There is one caveat these days to my Magnolia AVERSION - Little Gems! These are dwarf versions of Magnolias and make great "accent" trees in landscaping. Which means they are perfect for the corners of houses. Unfortunately, as is often the case with the massive crop of uninformed and uneducated landscapers out there, often times regular Magnolias are planted when and where there should be a dwarf … like right up next to the house.
The best tip I can give anyone who is interested in a Magnolia (regular-sized or otherwise) is to leave it alone when it comes to pruning. In fact, the picture I have provided for this tip sheet (as a perfect example) is easily over 20 years old, and obviously has not been pruned from the bottom up. Pruning trees is the penchant for most people, but it really should never be done to a Magnolia. (The same is true for pine trees, but that's a tip sheet for a different day.) Again, the healthiest Magnolias are never pruned, just for the sake of pruning. Look at this example below… You couldn't get a lawnmower under there, and you surely couldn't and shouldn't be planting anything else. But also look how incredibly healthy it is. This picture was taken at the Sugar Creek Country Club Golf Course. I believe it's on hole 5 on the "New Nine."
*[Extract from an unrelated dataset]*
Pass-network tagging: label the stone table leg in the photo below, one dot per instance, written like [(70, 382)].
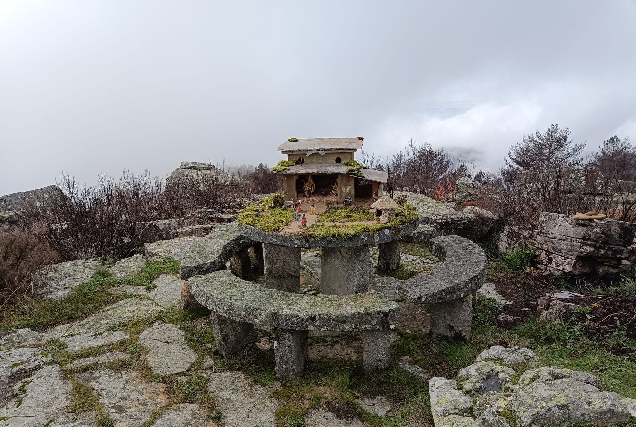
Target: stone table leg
[(452, 318), (375, 348), (282, 268), (389, 256), (290, 352), (231, 337), (241, 264), (345, 270), (259, 260)]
Also, don't forget, like with any good tree specimen for the Houston area, deep-root feeding is really the first key to success, beyond the so-called "pruning avoidance" I mentioned above. Here's the link to that tip sheet.
And, lest we forget that most great-growing trees are also a benefit of proper planting, here's my technique for the proper planting of trees and large shrubs, so they'll get off to the best start.
Okay, with that said, the only other really key care practice you need to remember is to occasionally feed it an Azalea food as well. Like the azaleas, camellias and gardenias, the Magnolia can benefit from acid-loving plant food.